This is a pre-production deployment of Warehouse, however changes made here WILL affect the production instance of PyPI.
Latest Version Dependencies status unknown Test status unknown Test coverage unknown
Project Description

The xFrames Library provides a consistent and scalable data science library that is built on top of industry-standard open source technologies. xFrames provides the following advantages compared to other DataFrame implementations:

  • A simple and well-tested Data Science library and Python based interface.
  • Powerful abstraction over underlying scalable big data and machine learning frameworks: Apache Spark, Spark DataFrames and ML libraries.
  • Dockerized container that bundles IPython notebooks, scientific libraries, Apache Spark and other dependencies for painless setup.
  • The library is extensible, allowing developers to add their own useful features and functionality.

How xFrames Benefits You

If you’re a data scientist, xFrames will isolate framework dependencies and their configuration within a single disposable, containerized environment, without compromising on any of the tools you’re used to working with (notebooks, dataframes, machine learning and big data frameworks, etc.).

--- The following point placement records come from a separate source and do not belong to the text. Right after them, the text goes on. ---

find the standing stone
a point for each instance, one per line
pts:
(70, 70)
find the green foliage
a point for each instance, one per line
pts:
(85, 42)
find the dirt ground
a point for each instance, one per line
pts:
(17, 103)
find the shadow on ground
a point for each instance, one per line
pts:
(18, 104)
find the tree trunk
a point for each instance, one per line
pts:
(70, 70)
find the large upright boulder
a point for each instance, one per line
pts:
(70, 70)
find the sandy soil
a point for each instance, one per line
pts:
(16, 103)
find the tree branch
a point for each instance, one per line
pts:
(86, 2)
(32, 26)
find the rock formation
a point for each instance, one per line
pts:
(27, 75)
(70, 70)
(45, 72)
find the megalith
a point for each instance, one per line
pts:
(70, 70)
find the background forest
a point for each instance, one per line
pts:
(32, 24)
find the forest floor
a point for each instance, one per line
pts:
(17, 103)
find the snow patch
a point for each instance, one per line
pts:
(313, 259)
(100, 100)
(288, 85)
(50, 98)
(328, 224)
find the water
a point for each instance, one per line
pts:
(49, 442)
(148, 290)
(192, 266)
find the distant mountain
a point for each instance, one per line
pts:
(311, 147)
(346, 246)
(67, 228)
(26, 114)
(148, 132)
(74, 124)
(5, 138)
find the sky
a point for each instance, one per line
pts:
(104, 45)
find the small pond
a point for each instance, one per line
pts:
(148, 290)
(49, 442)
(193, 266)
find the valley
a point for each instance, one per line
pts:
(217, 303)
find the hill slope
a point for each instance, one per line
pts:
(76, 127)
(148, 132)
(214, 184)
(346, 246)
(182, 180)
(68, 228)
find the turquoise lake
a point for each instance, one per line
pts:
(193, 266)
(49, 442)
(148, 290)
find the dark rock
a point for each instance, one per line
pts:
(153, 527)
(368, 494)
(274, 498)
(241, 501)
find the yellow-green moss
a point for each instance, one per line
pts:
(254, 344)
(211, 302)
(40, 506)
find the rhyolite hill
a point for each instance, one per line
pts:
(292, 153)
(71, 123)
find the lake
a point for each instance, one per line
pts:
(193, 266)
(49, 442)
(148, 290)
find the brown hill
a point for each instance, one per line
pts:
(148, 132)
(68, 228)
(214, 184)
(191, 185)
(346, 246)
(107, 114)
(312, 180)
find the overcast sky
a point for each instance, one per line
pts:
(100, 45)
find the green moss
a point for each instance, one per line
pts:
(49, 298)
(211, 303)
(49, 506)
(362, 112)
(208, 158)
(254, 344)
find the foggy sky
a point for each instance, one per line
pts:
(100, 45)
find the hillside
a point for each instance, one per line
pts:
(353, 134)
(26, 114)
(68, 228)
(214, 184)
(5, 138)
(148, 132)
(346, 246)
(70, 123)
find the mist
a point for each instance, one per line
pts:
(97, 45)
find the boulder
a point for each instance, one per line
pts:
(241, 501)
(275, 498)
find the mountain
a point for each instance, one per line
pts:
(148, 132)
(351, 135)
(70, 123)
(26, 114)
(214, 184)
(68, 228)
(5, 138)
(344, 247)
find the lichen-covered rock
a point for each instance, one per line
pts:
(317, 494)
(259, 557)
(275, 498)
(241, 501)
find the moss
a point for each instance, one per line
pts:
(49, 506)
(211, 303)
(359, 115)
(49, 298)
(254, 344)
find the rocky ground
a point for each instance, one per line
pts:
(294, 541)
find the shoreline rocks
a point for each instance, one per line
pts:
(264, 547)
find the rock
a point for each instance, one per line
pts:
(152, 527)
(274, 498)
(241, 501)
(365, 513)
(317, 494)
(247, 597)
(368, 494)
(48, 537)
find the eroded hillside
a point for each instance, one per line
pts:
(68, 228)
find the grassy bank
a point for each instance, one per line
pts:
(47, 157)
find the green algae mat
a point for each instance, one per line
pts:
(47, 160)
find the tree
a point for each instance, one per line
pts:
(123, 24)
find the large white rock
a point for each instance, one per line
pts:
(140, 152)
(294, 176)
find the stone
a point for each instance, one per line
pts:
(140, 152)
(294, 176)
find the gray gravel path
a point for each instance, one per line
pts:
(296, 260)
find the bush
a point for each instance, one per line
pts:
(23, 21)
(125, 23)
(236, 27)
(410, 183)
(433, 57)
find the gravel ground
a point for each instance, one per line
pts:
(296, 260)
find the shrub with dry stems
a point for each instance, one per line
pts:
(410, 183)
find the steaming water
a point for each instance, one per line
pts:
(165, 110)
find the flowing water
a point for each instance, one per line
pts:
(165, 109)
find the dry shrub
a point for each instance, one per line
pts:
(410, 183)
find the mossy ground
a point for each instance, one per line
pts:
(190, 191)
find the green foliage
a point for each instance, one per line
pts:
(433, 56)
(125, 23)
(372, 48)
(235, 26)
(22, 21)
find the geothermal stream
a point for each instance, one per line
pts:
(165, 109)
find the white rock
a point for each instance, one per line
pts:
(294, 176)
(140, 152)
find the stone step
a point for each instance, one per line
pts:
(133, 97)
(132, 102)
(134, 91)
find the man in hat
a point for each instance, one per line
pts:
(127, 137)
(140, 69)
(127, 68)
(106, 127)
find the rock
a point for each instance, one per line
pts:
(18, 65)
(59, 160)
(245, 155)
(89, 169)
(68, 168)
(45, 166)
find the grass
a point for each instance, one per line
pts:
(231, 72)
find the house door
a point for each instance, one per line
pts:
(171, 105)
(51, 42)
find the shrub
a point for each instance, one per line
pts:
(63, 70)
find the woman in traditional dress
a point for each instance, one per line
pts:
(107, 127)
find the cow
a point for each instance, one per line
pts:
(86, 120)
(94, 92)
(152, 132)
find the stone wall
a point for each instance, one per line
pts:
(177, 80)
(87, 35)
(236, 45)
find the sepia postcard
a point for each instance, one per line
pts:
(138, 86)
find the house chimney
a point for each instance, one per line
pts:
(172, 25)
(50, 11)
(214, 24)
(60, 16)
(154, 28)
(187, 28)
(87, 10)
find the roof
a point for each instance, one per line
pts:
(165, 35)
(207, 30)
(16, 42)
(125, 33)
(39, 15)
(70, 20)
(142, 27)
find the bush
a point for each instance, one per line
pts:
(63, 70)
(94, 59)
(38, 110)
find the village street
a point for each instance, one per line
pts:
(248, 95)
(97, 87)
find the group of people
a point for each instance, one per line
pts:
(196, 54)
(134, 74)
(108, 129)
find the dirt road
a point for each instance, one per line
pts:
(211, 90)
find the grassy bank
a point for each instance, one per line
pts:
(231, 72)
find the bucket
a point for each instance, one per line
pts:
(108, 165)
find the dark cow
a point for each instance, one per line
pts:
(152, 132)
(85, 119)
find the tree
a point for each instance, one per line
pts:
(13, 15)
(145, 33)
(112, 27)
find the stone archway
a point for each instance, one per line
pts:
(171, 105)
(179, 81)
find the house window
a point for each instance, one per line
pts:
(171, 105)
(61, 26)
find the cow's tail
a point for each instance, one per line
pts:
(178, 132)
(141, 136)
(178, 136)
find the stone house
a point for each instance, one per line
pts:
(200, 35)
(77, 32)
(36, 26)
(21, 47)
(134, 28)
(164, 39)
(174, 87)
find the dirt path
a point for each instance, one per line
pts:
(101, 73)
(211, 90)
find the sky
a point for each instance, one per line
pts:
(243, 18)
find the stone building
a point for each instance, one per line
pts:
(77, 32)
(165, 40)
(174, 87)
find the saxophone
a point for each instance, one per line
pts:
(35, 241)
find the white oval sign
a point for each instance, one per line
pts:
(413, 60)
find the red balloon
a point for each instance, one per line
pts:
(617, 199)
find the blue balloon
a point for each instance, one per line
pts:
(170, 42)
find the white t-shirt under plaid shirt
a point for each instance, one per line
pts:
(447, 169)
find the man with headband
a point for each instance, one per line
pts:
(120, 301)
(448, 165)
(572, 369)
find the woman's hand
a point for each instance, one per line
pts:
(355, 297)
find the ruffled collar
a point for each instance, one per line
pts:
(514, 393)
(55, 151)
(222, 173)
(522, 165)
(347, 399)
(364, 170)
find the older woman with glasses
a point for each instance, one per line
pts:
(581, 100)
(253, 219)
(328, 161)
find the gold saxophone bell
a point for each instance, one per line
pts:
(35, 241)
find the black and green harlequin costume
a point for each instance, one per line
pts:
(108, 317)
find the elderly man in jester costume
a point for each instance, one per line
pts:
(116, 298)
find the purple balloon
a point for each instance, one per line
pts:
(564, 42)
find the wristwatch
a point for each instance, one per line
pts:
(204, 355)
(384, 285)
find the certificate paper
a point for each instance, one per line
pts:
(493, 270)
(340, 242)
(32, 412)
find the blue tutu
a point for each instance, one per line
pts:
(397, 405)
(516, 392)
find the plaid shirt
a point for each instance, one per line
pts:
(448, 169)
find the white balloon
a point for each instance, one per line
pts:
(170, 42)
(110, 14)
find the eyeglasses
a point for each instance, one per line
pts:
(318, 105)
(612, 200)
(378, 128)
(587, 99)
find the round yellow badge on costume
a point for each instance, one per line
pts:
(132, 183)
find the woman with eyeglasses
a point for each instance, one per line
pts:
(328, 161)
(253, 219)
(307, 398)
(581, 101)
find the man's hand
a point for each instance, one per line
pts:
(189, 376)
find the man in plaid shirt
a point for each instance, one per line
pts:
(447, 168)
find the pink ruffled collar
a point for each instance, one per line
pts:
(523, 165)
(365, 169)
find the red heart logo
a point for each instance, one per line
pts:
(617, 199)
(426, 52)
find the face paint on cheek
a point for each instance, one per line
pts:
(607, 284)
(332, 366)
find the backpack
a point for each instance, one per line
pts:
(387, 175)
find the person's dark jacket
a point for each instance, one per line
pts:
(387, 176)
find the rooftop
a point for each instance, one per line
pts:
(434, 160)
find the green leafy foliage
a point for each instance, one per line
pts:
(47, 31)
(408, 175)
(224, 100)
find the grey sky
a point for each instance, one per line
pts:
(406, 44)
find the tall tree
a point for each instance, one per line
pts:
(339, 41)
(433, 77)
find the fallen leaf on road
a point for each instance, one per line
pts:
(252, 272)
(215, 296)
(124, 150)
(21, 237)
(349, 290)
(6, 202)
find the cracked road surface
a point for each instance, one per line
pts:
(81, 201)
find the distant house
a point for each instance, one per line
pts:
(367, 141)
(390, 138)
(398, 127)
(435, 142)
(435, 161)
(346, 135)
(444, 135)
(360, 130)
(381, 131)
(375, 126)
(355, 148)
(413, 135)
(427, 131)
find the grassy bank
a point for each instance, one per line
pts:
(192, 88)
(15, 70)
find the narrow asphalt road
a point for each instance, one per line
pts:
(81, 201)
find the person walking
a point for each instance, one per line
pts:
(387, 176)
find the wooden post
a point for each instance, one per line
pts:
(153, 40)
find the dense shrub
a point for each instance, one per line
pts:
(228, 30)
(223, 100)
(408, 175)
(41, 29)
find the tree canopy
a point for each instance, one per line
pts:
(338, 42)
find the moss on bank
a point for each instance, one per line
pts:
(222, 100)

Once you or someone else creates a single xFrames container, you just need to run the container and everything is installed and configured for you to work. Other members of your team create their development environments from the same configuration, so whether you’re working on Linux, Mac OS X, or Windows, all your team members are running data experiments in the same environment, against the same dependencies, all configured the same way. Say goodbye to painful setup times and “works on my machine” bugs.

Minimum Requirements

Linux:

  • Ubuntu 12.04 and above
  • Docker >= 1.5 installation

Mac:

  • Docker >= 1.5 installation

Windows

  • Run in VM

Getting Started

The easiest way to get started is to download the xframes library, build a Docker container that has everything you need, and run using an ipython notebook within Docker.

Download Library

Clone xFrames this way:

git clone https://github.com/Atigeo/xpatterns-xframe.git xframes-lib

Build Docker Container

Go to the docker directory and follow the build instructions in README.md.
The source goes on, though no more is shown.